La logica e la razionalità autorizzano i dubbi più atroci perchè le contraddizioni sono palesi.

Uscendo dalla dimensione religiosa dello stato, si trova stupido chi ripone cieca fiducia negli altoparlanti attraverso i quali, sotto forma di intrattenimento, informazione, infotainment, il Leviatano tenta di spargere il suo seme. Il credente della religione Stato non consente alcuna eterodossia nel prossimo. Se anche solo osa guardarsi altrove, subito i sacerdoti della politica gli ricordano che il Leviatano è il signore dio suo e che non avrà altro dio all’infuori di esso.
A quel punto, come nelle religioni tradizionalmente intese, l’umanità si divide in due: chi è abituato a non credere in nulla, non crederà neanche nel Leviatano.
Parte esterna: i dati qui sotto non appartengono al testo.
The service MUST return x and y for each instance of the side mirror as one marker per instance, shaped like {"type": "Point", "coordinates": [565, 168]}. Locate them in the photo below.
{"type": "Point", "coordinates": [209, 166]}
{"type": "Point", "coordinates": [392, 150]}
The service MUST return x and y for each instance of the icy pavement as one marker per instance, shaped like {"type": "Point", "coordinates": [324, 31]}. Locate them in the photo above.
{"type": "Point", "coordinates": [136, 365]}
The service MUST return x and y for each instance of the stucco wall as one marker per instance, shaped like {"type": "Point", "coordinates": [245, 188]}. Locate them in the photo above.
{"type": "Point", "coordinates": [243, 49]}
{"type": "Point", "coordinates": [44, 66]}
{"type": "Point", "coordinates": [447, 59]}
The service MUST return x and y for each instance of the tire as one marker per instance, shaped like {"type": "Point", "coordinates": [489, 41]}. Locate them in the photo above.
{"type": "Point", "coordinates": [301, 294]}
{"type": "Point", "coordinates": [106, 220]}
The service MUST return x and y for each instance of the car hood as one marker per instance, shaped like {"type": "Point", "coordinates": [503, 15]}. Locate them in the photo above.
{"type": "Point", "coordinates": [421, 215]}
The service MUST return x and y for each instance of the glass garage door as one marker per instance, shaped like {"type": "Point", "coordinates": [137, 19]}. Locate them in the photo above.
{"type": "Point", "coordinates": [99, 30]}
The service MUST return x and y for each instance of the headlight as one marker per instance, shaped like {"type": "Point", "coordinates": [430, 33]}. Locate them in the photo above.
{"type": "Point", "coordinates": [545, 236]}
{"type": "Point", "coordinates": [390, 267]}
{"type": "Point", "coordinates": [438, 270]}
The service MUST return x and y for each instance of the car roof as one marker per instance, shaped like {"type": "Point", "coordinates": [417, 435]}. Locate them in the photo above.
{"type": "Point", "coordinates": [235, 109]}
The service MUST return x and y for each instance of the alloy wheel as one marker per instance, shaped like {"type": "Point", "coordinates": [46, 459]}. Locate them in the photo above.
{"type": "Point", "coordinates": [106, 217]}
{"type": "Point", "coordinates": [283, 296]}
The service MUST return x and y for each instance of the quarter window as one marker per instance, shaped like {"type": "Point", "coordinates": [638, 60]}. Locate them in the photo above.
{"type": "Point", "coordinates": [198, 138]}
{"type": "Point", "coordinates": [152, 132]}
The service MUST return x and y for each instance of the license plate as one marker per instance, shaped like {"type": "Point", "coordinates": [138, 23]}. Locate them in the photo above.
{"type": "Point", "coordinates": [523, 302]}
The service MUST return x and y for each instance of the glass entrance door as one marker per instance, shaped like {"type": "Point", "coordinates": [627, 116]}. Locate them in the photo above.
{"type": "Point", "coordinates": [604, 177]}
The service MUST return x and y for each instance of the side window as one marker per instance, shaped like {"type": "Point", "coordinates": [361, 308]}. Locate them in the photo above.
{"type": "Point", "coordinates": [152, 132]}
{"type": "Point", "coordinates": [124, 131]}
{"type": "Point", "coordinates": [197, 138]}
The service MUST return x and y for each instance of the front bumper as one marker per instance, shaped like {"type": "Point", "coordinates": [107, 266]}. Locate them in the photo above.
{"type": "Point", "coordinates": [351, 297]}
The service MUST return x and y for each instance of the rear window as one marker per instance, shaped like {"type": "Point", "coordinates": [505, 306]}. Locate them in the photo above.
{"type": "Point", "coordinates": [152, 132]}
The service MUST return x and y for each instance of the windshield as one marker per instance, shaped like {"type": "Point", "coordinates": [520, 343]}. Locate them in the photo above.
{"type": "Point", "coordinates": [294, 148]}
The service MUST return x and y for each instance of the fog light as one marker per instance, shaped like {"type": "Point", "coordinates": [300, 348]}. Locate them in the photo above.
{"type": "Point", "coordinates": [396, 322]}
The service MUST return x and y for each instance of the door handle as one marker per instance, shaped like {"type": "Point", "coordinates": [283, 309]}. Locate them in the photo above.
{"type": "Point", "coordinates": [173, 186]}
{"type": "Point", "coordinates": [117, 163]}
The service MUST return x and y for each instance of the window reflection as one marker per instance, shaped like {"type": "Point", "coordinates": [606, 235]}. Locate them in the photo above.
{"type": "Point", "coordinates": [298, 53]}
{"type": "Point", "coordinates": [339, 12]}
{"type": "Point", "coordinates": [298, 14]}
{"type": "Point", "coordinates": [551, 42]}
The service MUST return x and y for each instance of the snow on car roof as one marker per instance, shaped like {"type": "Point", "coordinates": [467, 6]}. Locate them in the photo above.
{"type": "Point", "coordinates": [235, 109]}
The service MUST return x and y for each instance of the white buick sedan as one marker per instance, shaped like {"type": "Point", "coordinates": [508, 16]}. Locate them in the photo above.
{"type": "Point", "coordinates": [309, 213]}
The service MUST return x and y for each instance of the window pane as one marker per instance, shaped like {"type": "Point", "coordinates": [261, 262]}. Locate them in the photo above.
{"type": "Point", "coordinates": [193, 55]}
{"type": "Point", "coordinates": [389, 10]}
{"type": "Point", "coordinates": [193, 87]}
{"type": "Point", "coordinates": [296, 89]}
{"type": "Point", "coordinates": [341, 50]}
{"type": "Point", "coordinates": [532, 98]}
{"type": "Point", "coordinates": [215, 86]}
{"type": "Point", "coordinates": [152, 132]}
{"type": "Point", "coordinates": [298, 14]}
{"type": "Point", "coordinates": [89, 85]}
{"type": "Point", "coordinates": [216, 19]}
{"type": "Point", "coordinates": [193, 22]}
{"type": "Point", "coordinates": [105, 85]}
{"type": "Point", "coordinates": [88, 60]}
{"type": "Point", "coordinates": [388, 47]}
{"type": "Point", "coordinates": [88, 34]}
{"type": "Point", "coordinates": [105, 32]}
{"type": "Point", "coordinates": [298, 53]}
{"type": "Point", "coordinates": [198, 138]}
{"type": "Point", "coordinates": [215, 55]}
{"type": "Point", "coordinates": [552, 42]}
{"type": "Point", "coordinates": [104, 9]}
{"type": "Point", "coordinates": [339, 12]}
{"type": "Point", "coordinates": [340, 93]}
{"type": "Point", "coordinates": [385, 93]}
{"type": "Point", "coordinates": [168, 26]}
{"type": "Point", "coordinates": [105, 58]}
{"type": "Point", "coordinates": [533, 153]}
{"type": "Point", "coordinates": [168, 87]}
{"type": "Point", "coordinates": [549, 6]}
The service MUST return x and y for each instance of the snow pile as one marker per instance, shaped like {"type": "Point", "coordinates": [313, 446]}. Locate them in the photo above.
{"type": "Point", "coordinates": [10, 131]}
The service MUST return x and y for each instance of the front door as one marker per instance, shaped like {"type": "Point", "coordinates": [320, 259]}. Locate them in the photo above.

Chi crede, deciderà di recitare giornalmente la propria professione di fede. Crede in un solo dio, stato onnipotente, creatore di tutte le cose visibili e invisibili. E dunque ritenendo che bisogna “eliminare la mela marcia, affinché non infetti le altre mele del cesto”, eliminerà tutti quelli che mettono in discussione il dogma del potere dominante.

A quel punto, quelli che invece vogliono continuare a credere nel Leviatano, casomai mentre offendono Cristo e coloro che ci credono, continuano a recitare la propria quotidiana professione di fede nel Dio Stato. Non in chiesa ma sui social. Non davanti ad un prete ma davanti a Burioni. Chi è interiormente libero, decide di lottare per un altro stato e di dichiarare guerra a quello dominante.
E’ tutta questione di indole. Ad ognuno la sua.

FRANCO MARINO

Un commento su “LA RELIGIONE DEL LEVIATANO AI TEMPI DELLA DITTATURA SANITARIA (di Franco Marino)

  1. Non ricordo chi lo disse, ma sono perfettamente d’accordo: pagare le tasse è immorale. Lo è poiché lo stato utilizza il nostro denaro in maniera per l’appunto immorale. A me per esempio non sta bene che il mio denaro venga speso per fare tamponi e acquistare milioni di dosi di vaccino, non mi sta bene che esso venga elargito ai giornali per fare propaganda da una parte e censurare dall’altra. Non mi sta bene che venga utilizzato per “salvare” le banche. Potrei andare avanti a lungo con questa lista.
    Come tutte le religioni, anche quello verso lo stato ha bisogno di mantenere nell’ignoranza e nella paura i suoi credenti e di guidarli come un gregge di pecore.
    Non per niente Gesù non chiedeva alle persone di credere, no, diceva loro di avere fede, di trovare la fede dentro di sé, che è cosa ben diversa. La fede ce l’hai o non ce l’hai (dentro di te), un credo lo puoi costruire a piacimento, è un qualcosa di esterno rispetto alla persona e come tale non richiede alcuno sforzo attivo da parte di chi lo subisce (passivamente).